The full moon is totally eclipsed in the early morning hours of November 8th. Though favored viewing locations lie in the western United States, we in the East will see the eclipsed Moon setting in the west as morning twilight will prevent us from seeing the later stages of totality. (The Midwest and western half of the USA will enjoy most of totality in full darkness). The Moon will enter the dark inner shadow of Earth (the umbra) at 4:10 am EST, with totality beginning at 5:16 am. However with sunrise at 6:41 am, after the first hour we will only have a god 30 to 46 minutes of fairly dark sky (looking westward) to observe the eclipse.
Lunar eclipses are easy to watch because not optical aid is necessary, and no eye protection is required. You can stare at it all you want. So get up a little early on November 8th to enjoy it before work or school; and before the Moon sets.
The Leonid meteor shower peaks between 3 and 5 am on November 17 and 18. The Leonids are well-known for producing very bright meteors, or fireballs, and for meteors which produce long visible streams as they burn up in our atmosphere. So it is always worthwhile looking; even this year, when a waning crescent Moon’s light will make it a little harder to spot them.
Saturn is very prominent in the south sky and is best seen as soon as it is fully dark. It sets around midnight.
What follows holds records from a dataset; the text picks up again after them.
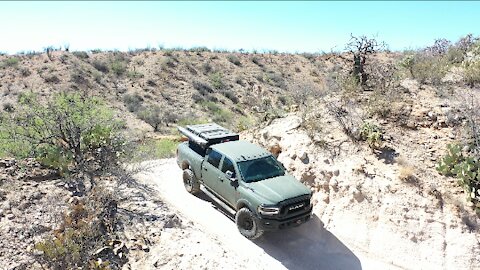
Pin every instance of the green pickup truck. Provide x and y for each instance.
(243, 178)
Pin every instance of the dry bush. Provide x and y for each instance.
(234, 60)
(407, 174)
(361, 48)
(347, 114)
(87, 234)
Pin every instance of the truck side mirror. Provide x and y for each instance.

On November 1st Saturn may be seen just above the 1st quarter Moon. Jupiter is also up all evening, much brighter and to the left (east) of Saturn. On November 4th the waxing gibbous Moon will be just to Jupiter’s lower left. Both of these gas giant planets are still at their best for seeing loads of surface features to see through any backyard telescope. Sky-watchers with scopes should spend time with both this month.
Mars is approaching its December opposition when it will be at its closest to Earth since 2020 (50 million miles on December 1st). It will be due south and highest in the sky around midnight. The gibbous Moon will be close to Mars on November 11th. Through telescopes and when close, Mars reveals icy polar caps, a deep grand canyon, huge volcanic mountains, and long waving ridges through the desert regions of the planet.
Mercy and Venus are both too close to the Sun to be seen this month. But on the morning of the Moon eclipse, if we look at it with binoculars, we might be able to spot the planet Uranus, sitting just above the Moon at the 11 o’clock spot as if the Moon were a clock’s face. Try it!